A lot has changed since VUH originally opened in 1980, and the new tower has the space and technology to provide the highest quality care to Vanderbilt’s sickest patients.  The new tower is just one item on a long list of changes to a hospital that was designed with renovation in mind, including the addition of Lifeflight’s helipad, two complete renovations of the emergency department and the relocation of the Children’s Hospital.
To give you a glimpse of what makes this tower so great and answer your burning questions (like where exactly the entrance is), we offer the following Q&A.

When will the Critical Care Tower open?
Patients will move into the tower on Nov. 14. The operating rooms will open a few days later.  

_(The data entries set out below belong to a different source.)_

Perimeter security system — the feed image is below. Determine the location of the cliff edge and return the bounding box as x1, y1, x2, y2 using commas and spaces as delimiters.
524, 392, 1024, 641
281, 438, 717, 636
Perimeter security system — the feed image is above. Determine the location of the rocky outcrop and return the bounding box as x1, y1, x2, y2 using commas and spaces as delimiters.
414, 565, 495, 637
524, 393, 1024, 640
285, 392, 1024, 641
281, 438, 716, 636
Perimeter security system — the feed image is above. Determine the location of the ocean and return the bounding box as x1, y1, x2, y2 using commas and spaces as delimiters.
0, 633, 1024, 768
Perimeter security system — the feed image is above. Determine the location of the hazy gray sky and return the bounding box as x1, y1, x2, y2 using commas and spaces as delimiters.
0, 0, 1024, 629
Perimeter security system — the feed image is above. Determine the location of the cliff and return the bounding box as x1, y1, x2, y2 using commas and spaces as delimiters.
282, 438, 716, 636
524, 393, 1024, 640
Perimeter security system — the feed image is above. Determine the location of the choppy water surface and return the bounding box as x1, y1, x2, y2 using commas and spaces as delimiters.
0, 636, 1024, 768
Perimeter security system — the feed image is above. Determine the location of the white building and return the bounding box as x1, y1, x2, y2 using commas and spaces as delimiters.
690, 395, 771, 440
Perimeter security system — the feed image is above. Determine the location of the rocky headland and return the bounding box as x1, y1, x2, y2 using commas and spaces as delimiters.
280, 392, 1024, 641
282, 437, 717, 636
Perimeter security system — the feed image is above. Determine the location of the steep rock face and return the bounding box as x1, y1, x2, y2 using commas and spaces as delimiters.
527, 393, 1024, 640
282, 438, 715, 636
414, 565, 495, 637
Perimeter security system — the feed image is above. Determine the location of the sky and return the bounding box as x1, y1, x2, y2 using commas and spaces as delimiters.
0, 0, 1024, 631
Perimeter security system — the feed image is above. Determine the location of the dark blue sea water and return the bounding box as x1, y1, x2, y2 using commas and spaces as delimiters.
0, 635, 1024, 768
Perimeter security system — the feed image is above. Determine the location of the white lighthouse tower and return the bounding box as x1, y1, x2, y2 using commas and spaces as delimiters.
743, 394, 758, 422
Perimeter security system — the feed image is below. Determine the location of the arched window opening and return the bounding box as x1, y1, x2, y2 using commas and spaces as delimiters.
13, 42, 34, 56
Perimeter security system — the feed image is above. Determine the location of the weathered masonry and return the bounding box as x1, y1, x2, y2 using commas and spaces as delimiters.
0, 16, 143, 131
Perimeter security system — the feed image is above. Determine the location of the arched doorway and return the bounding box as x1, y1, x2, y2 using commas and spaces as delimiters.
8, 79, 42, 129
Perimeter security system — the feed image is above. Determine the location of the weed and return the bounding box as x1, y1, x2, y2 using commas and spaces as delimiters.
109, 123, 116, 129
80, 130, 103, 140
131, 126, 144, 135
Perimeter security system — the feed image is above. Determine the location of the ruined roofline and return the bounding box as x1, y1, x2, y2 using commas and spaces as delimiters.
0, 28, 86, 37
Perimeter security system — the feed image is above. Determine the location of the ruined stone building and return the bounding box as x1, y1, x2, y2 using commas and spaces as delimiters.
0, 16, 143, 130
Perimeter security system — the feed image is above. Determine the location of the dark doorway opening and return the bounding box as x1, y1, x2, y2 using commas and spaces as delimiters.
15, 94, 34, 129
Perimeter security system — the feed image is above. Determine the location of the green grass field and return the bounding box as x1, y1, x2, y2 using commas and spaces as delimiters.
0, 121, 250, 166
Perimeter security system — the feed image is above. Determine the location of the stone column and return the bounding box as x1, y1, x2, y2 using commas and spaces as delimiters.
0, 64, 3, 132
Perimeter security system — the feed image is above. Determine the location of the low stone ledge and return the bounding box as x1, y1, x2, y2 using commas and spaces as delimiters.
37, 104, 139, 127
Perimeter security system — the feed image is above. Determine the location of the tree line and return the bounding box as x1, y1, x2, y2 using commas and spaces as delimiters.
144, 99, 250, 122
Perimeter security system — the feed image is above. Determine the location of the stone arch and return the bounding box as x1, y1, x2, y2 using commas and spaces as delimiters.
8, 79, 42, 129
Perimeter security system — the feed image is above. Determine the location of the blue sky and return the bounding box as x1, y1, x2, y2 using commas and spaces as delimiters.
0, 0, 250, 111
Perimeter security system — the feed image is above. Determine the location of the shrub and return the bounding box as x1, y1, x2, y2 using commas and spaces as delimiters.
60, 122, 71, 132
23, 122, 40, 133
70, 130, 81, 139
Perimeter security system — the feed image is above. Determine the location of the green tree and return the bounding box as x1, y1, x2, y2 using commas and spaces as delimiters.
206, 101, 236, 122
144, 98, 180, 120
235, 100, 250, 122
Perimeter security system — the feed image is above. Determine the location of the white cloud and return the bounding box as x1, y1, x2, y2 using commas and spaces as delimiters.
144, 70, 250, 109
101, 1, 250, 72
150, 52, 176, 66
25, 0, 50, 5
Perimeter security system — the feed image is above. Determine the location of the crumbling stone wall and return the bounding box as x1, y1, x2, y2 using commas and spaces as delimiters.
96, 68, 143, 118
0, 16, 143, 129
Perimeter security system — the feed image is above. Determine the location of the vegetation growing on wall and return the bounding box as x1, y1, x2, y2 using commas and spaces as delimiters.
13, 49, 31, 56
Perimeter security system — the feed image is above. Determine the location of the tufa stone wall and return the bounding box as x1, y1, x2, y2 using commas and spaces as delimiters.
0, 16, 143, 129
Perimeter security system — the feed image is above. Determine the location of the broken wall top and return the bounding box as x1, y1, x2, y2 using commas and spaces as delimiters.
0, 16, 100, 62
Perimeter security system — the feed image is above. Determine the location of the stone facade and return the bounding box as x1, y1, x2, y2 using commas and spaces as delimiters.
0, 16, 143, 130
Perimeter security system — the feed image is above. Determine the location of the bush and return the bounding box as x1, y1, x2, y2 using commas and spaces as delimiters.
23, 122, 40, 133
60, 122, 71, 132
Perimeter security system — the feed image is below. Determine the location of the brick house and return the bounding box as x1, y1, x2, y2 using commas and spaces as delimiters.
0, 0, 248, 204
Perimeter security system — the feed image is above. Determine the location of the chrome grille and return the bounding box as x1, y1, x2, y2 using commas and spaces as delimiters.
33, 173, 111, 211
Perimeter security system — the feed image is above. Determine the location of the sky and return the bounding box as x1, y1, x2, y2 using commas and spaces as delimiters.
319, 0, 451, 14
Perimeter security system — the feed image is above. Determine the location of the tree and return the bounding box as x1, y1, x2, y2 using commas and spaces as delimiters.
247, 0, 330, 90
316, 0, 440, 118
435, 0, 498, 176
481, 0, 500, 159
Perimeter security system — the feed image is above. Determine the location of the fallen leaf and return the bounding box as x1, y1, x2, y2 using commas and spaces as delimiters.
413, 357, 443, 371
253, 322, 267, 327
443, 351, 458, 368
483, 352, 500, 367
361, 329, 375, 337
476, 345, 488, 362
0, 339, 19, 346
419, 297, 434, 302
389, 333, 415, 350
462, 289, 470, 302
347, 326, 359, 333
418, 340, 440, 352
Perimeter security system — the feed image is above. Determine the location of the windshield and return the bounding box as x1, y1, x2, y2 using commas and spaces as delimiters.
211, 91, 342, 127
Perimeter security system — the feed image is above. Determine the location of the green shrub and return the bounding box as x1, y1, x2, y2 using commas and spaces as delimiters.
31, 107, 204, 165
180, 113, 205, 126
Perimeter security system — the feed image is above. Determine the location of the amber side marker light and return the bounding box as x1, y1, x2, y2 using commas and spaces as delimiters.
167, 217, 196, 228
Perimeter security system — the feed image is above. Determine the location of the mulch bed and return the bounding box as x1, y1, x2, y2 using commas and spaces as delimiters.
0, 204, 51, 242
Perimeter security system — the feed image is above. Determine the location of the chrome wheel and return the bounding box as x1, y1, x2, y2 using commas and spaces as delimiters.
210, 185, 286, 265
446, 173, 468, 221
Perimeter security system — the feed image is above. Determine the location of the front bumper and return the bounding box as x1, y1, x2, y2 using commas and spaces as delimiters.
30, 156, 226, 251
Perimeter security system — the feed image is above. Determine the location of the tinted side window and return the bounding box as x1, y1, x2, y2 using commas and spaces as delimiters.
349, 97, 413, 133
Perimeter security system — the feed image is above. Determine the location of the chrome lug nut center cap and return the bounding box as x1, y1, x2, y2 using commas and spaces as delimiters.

How much space has been added?
The CCT is 329,000 total square feet, but not all of that space will be used immediately. Three of the tower’s 11 floors have been shelled for future growth.

How much did this cost?
About $169 million. Original construction of VUH in 1980 cost $65 million, but when adjusted for inflation, cost of the original hospital and the CCT are about the same.

Why was this tower necessary?
Quite simply, we need more space. In the nearly 30 years since VUH opened, a lot has changed in medicine and there just isn’t enough space to provide the care that critical patients require. The patient rooms are too small for the high-tech equipment used today, and support spaces do not accommodate all the necessary supplies. There are not enough operating rooms, and many of them are too small for high-tech surgeries. Not all rooms are private, and they do not have bathrooms or let family stay near their loved ones. There is limited space for staff to work and document, and vertical transportation abilities have not kept pace with growth.

Did the economic downturn affect the plans at all?
Plans for the CCT have not changed significantly since the economic downturn. The original plan called for an immediate renovation in VUH of surgical support areas and spaces vacated by units moving to the CCT. Those projects are still in the planning phase. Floors 7 and 10 of the CCT will be shelled for future growth. Floor 2 was originally planned for patient and family amenities, but it will be shelled for now.